Le meurtre de Romy Baligula par Robilito Ortega n’est pas un cas isolé. Au cours de la dernière décennie aux Philippines, on estime qu’une dizaine de chanteurs amateurs se sont ainsi fait refroidir en pleine reprise du My Way de Sinatra. C’est ce que la police nationale philippine catégorise comme les “My Way killings”. Dans son bureau qui jouxte la mairie et fait face à l’église de San Mateo, l’agent Wilmer reçoit en consultant ses dossiers. Tout paraît suer autour de lui: les murs, les chaises en plastique blanc devenu jaune, la statue de la vierge posée là, le sol, les détenus… “Les crimes dans les karaokés, il y en a tellement que je ne peux même pas les compter sur les doigts de la main, dit-il, visiblement fatigué. Un exemple d’un meurtre sur lequel j’ai travaillé: la victime était un homme que sa maîtresse devait rejoindre mais le mari de celle-ci était dans le bar. Il avait le téléphone de sa femme, il a appelé, et c’est le portable du chanteur qui a sonné. Le mari a foncé sur scène et a poignardé le mec. Il était en train de chanter My Way.” Les habitants de San Mateo résument le phénomène ainsi: ici, plus qu’avec Sinatra, on ne déconne pas avec le karaoké. “C’est très important, ça fait partie de la vie de tous les Philippins, introduit Joyce, une des principales loueuses de machines à karaoké du coin.

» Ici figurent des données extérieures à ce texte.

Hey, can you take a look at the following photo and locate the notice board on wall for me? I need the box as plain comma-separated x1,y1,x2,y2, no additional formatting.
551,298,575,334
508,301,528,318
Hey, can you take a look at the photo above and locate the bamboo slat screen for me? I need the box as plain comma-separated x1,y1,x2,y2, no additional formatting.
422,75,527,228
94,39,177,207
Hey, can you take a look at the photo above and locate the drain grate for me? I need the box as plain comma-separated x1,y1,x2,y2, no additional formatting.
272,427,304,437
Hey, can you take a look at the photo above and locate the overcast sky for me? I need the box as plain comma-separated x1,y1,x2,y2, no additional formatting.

Dans certains endroits, il est interdit de chanter après minuit, mais pas à San Mateo. Ici, on chante jour et nuit.”
“Les crimes dans les karaokés, je ne peux même pas les compter sur les doigts de la main”
L’agent Wilmer, de la police philippine
Campée sur une chaise en plastique au fond d’une étroite ruelle, Joyce est âgée pour l’état civil, mais son visage et les pas de danse qu’elle esquisse disent autre chose: elle aime encore faire la fête. “Je ne sais pas si je vais chanter ce soir, mais c’est bien possible que je finisse par danser sur cette table.” Son petit-fils, lui, a pris de l’avance. Il est à peine 14h et Conrad commence à remplir la glacière. Smirnoff Ice, Brandy Emperador. “C’est mes fiançailles, sourit-il. Rien de spécial, juste la même chose que d’habitude: danser, boire, chanter.” Une routine dont les yeux vitreux de Conrad laissent penser qu’elle est régulière et qui explique, selon Joyce, les débordements sur le hit de Frank Sinatra, et sur les autres. “L’alcool n’a pas de frontière, soutient la vieille femme. Parfois, on nous rend les machines dans un sale état, ils s’étranglent avec le microphone, cassent les boutons. Et évidemment, comme ils sont tous bourrés, ils ne se rappellent même plus qui a fait quoi. Alors, c’est clair que si tu chantes faux Sinatra et que tous les autres sont dans le même état que toi, il va t’arriver des embrouilles. Ici, à San Mateo, tout le monde sait qu’il vaut mieux ne pas chanter My Way. Moi en tout cas, je ne m’y risquerais pas.”